Kembali kepada me-rekonstruksi, Muhammad Iqbal mengatakan, seandainya
ajaran Islam itu bersifat spiritual dan transendental an sich serta
diperuntukan bagi konsumsi personal, maka Nabi Muhammad tidak akan
turun lagi kedunia setelah ia bertemu dengan Allah pada waktu isra'
mi'raj. Akan tetapi ia (Rasulullah) berani untuk kembali kedunia nyata
yang penuh dengan permasalahan demi melanjutkan misi profetiknya.
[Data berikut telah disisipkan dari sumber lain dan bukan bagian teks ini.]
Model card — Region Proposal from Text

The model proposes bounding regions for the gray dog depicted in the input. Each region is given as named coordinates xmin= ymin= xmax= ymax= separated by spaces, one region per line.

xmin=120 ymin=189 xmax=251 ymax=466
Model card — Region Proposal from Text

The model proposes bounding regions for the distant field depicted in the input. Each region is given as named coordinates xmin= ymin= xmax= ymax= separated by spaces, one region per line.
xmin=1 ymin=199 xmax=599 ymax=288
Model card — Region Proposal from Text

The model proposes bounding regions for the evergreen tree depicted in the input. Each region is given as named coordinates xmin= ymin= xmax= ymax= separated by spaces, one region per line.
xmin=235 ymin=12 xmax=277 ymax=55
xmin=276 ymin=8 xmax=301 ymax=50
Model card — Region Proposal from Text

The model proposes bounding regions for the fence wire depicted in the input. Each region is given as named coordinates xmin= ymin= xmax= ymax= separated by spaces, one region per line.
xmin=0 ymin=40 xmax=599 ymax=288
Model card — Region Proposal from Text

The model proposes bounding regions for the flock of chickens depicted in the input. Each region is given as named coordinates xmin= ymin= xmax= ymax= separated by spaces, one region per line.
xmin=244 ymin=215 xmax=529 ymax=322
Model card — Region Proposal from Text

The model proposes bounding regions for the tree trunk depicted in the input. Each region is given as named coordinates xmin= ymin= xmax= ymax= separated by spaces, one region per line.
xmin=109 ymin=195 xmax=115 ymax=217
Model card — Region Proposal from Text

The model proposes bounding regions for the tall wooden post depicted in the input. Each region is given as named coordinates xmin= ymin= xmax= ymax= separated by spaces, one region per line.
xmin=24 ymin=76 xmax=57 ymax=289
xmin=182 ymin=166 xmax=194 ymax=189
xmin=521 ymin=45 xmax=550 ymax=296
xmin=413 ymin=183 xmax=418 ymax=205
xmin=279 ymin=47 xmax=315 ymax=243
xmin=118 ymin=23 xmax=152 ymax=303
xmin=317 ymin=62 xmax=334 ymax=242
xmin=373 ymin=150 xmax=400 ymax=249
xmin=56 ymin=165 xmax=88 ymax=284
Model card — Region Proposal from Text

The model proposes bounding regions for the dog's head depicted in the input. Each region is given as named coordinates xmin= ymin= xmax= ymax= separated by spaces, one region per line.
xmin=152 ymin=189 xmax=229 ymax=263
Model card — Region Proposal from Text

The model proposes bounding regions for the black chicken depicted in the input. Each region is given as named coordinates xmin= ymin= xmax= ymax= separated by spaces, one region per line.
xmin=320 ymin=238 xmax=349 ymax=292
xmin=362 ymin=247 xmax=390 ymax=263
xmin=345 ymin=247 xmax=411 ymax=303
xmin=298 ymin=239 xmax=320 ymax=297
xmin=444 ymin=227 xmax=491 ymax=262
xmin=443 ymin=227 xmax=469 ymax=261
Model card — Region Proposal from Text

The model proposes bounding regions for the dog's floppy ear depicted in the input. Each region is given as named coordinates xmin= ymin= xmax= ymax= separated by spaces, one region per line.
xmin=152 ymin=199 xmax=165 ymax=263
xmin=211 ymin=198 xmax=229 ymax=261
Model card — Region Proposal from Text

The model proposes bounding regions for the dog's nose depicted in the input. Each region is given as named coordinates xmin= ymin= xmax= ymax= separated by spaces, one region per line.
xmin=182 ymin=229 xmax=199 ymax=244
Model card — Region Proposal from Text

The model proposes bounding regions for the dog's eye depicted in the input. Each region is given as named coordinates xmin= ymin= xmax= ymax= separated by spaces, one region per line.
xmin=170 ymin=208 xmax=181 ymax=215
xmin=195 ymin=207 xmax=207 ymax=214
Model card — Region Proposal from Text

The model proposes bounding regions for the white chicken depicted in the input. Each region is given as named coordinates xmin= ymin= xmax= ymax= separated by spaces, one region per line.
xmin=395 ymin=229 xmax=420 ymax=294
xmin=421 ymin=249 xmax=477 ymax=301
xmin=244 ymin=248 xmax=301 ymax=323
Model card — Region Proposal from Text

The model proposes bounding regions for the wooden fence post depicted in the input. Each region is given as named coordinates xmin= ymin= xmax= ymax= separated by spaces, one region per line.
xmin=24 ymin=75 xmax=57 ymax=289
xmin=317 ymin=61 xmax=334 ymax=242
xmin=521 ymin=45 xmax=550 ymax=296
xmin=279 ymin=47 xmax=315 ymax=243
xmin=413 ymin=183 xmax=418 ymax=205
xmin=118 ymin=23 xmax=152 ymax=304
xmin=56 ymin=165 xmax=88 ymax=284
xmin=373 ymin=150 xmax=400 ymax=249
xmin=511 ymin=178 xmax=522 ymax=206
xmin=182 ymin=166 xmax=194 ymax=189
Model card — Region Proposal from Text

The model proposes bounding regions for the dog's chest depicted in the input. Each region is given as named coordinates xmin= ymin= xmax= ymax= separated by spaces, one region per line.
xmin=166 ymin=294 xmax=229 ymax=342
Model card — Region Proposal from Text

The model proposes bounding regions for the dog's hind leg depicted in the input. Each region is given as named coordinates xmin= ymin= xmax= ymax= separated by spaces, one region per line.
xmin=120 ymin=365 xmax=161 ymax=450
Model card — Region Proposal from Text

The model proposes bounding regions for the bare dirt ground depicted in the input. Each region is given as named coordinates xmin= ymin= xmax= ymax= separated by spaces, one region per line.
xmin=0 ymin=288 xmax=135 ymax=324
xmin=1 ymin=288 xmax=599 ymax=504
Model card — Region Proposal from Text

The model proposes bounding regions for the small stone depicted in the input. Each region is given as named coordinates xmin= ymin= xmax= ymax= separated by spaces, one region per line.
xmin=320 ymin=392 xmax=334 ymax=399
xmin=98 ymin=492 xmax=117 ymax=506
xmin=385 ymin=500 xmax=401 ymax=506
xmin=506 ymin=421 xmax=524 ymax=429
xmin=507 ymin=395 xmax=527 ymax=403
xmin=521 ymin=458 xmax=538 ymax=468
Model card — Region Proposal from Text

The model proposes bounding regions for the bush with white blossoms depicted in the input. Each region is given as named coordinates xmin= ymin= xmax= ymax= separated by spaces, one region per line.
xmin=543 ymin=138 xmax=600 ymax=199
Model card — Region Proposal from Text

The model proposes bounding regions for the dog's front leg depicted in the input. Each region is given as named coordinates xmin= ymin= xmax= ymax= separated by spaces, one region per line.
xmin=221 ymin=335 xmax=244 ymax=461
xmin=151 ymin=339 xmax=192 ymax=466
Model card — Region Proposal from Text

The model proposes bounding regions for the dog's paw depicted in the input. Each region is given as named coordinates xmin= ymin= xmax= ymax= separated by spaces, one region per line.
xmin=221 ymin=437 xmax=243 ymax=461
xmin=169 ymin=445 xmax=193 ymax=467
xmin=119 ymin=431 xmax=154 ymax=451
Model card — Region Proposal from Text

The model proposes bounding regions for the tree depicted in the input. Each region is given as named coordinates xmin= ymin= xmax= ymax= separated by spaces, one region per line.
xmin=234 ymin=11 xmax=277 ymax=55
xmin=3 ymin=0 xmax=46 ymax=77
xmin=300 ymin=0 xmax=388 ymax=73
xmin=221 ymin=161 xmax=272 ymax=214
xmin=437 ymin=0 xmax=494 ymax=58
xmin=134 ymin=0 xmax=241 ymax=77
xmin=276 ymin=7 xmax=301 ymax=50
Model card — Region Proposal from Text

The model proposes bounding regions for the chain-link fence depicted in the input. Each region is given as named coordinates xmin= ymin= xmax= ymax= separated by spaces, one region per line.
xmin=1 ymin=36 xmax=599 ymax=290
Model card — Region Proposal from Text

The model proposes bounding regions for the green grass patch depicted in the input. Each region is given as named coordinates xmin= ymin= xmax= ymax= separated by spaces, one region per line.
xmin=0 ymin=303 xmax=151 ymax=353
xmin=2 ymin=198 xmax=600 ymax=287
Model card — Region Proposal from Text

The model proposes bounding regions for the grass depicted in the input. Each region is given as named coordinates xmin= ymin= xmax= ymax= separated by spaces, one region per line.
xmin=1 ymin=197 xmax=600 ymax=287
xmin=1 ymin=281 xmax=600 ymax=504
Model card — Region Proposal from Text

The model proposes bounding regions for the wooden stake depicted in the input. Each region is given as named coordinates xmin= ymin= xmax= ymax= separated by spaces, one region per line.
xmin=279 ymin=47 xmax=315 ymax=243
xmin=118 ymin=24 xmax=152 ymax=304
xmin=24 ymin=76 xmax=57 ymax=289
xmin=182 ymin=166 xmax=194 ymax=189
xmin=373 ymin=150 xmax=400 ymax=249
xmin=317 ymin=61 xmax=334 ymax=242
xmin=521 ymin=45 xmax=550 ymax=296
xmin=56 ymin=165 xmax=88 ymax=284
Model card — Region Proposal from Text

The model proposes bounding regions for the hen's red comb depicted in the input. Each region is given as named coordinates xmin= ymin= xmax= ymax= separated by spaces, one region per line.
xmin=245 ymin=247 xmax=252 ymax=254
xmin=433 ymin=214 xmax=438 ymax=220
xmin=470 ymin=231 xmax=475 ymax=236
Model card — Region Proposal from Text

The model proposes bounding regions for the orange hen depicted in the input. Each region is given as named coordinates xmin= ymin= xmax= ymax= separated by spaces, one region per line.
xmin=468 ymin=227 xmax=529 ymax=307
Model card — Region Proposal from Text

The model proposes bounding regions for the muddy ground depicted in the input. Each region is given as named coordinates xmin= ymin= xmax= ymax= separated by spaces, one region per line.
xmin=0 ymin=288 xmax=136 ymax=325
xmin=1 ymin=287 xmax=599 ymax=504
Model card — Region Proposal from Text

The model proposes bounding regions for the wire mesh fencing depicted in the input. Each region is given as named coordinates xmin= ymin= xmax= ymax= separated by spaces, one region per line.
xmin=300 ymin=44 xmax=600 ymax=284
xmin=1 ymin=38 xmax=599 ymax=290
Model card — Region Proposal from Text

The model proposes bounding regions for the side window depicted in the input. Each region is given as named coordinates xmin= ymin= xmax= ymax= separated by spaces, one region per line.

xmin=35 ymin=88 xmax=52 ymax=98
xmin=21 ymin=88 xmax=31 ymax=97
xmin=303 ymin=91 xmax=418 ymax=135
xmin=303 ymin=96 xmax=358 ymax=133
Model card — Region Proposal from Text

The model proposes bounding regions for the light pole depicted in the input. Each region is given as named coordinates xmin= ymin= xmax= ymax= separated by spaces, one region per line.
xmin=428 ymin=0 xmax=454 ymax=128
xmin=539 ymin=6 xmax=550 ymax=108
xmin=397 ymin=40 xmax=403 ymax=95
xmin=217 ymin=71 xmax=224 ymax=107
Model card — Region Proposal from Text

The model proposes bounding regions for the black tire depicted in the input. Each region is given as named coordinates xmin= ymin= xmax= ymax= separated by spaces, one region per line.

Setelah pulang dari "rekreasi"nya itu ia melakukan perubahan terhadap
kesadaran berpikir masyarakatnya. Sebagaimana kita temukan dalam Al
Qur'an, misi profetik Sang Manusia Agung tersebut adalah yu'allimunal
kitaba wal hikmah (lihat surat Al Jumu'ah ayat 2). Konsep ini
mengandung makna bahwa, pada satu sisi ajaran Rasulullah SAW
mengajarkan kepada kita untuk selalu mencintai Al Kitab sebagai sumber
utama (Al Qur'an Dan Hadis) dengan senantiasa meyakini, meng-ilmui-
dan merealisasikannya, pada sisi yang lain beliau menganjurkan kita
untuk selalu mempelajari ilmu-ilmu yang merupakan produk nalar manusia
(Al Hikmah) tanpa merasa asing dengannya. Berkaitan dengan hal ini, Al
Ghazali, sang Hujjatul Islam, mengatakan bahwa "hikmah itu ibarat
barang yang hilang dari orang mu'min, maka pungutlah ia dimanapun kita
menemukannya".
Umat Islam pada masa pertengahan barangkali dapat dijadikan rujukan
dalam upaya rekonstruksi ini, mereka adalah pribadi-pribadi yang akrab
dengan karya-karya filsafat yunani yang notabene paganis, akan tetapi
pada saat yang bersamaan mereka adalah para individu yang sangat
memegang teguh identitas keislaman mereka. Aktifitas keilmuan bagi
mereka adalah satu keniscayaan dalam kehidupan beragama mereka. Tidak
ada peng'anak-tiri'an bagi aktifitas keilmuan dan peng'anak-emas'an
bagi untuk aktifitas keberagamaan, karena aktifitas keilmuan merupakan
bentuk utama dalam aktifitas keberagamaan sekaligus aktifitas
keagamaan merupakan aktifitas keilmuan. Mereka tidak alergi terhadap
filsafat atau ilmu pengetahuan asing yang berasal dari luar islam dan
selalu diharamkan oleh sebagian ulama (fiqih), akan tetapi mereka
berhasil meramu al kitab dan al hikmah untuk membangun izzul islam wal
muslimin. Ibnu Taymiah yang termasuk diantara penolak keras filsafat
ternyata juga menerima filsafat, dalam kitab Minhaj As Sunnah An
Nabawiyyah Fi Naqd Kalam Asy Syi'ah Wal Qadariah, Ia mensyaratkan
filsafat haruslah berdasarkan kepada akal yang sehta dan berpijak
kepada kebenaran yang dibawa oleh para Nabi. Filsafat demikian ia
sebut sebagai al falsafah al haqiqiyyah atau al falsafah ash shahihah.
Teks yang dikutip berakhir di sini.